Heat the lemon juice together with the water and the vanilla pod (split and scraped out). Mix the sugar with the pectin, then pour into the hot lemon juice mixture. Bring to the boil for 10 s. Pour into moulds measuring approx. 3 × 2 cm. Place them in the freezer to solidify. Turn out just before using.
For the coriander base, soak the gelatine in cold water for at least 30 min before use. Meanwhile, heat the milk in a saucepan with 80 g cream and the finely chopped coriander. Add the Sauceline and bring to the boil, stirring constantly. Squeeze out the gelatine and incorporate. Leave to cool to around 35 °C.

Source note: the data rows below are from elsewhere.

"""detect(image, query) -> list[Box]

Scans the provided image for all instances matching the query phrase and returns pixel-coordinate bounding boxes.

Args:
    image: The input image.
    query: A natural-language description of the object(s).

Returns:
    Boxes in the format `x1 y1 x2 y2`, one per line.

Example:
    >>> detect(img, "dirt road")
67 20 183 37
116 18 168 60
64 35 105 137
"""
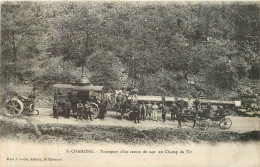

Whip up 100 g of well chilled cream until light using a stand or hand-held mixer. Whisk the egg whites to soft peaks, adding the sugar. The cream and whisked egg whites must be soft to produce the correct airy texture in the mousse. Fold the whisked egg whites into the whipped cream. Then fold the coriander base into that mixture.
Half-fill 6 glasses with the mousse. Place a frozen portion of lemon coulis into each one, then cover with mousse. Set aside in the refrigerator for at least 3 or 4 hours, until serving. Enjoy cold.
If you do not have any 3 × 2 cm moulds, you can pour the mixture into an ice cube tray.